11. Fill in EQUIS analyte names and EQUIS methods into batches of 50 consecutive rows. (Enter one, copy it, paste into next 49 cells. DB Browser restricts this replication pasting to one cell thus the copying has to be done separately for name and method.)
12. Fill in analysis dates similarly to 11. In most cases, all samples would be analyzed for a given parameter on the same date. These dates have to be obtained from DEC, they are usually not in the spreadsheet.
13. Proofread. (!!!) It is useful to write SQL to draw from the newly entered DB Browser records and reconstitute the format of the Excel table, so the SQL output can easily be proofread against the DEC spreadsheet cell by cell. Most of the cells have nondetect results thus the detect vs nondetect entries can be proofread by pattern (perhaps two SQL queries, one for the detects only with blanks for nondetects, and the other for the nondetects only with blanks for detects), and only the detection limits and detect values need to be proofread by digit. Perhaps a second person should do this.

9. Scripted conversion

In earlier projects with around 40 samples and 50 analytes = 2000 analytical results, this would take a few hours for one DEC file; fortunately only once per year. The 2022 DEC lab data vintage contained 28 analytes and 107 samples, 3000 values, still tractable manually. The 2023 vintage will cover more samples and more analytes as all categorical samples yield 2 samples per sampling point and long term sites emerge, with 50-90 analytes and 150-175 samples, thus 7,500-16,000 values to transcribe.

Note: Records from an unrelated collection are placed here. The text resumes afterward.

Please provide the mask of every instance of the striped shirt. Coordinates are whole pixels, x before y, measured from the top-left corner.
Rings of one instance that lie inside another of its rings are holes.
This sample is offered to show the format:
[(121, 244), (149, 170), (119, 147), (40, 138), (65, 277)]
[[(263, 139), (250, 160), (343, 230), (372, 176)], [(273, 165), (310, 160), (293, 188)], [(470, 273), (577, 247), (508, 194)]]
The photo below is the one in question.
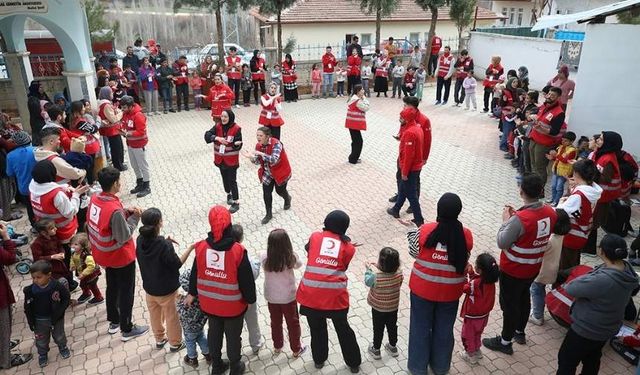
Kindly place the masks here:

At this scale, it will prove useful to write a conversion script that does all transformations in the list above taking the DEC Excel spreadsheet (perhaps a CSV export) as input. There is no provision to do this in DB Browser which is a very basic data manager interface, but this could be coded in Python, to export a CSV. Then open the CSV in excel and mass copy and paste into DB Browser.

Another approach is to make an extra tab in the Excel file and structure that using formulae to build the destination row and column format, then copy and paste (paste values is desired and the default) into DB Browser.

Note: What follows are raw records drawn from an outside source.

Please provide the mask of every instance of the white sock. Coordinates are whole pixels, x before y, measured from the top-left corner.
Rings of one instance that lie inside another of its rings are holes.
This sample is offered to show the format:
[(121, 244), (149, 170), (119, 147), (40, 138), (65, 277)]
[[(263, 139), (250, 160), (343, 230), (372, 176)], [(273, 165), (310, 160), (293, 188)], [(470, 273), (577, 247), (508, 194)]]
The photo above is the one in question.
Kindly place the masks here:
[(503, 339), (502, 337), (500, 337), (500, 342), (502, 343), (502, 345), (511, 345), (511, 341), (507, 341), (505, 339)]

These are the most important data of the project, very costly to produce, and easy to misplace a number, thus they deserve

9. Error detection and correction

During earlier transcriptions, we discovered mis-entered analyte names but were able to deduce the correct ones, confirming with the lab. Make a note in the lab log when such a correction is made.

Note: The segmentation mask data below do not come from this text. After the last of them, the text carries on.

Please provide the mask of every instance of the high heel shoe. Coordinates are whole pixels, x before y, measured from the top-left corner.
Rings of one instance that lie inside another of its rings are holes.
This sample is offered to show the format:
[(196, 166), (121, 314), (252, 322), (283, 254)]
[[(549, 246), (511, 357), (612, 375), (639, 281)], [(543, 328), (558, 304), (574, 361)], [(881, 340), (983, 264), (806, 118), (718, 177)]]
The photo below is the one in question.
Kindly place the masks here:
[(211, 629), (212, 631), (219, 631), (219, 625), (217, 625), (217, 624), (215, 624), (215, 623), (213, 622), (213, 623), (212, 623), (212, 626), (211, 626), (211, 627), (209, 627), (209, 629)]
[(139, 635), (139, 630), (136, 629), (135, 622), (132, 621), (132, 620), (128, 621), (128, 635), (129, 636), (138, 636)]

The lab fills in Cornell sample identities to the results rows, based on our manifest in Excel spreadsheet. We also provide sample sequence numbers. The Cornell spreadsheet inhaler should check the sample identites in the DEC spreadsheet before trusting them. In some cases the identities are corrected after the manifest and samples were sent to DEC; for example this is to keep a sampling point ID identical across consecutive samples from there. We want the corrected IDs in the tabular database.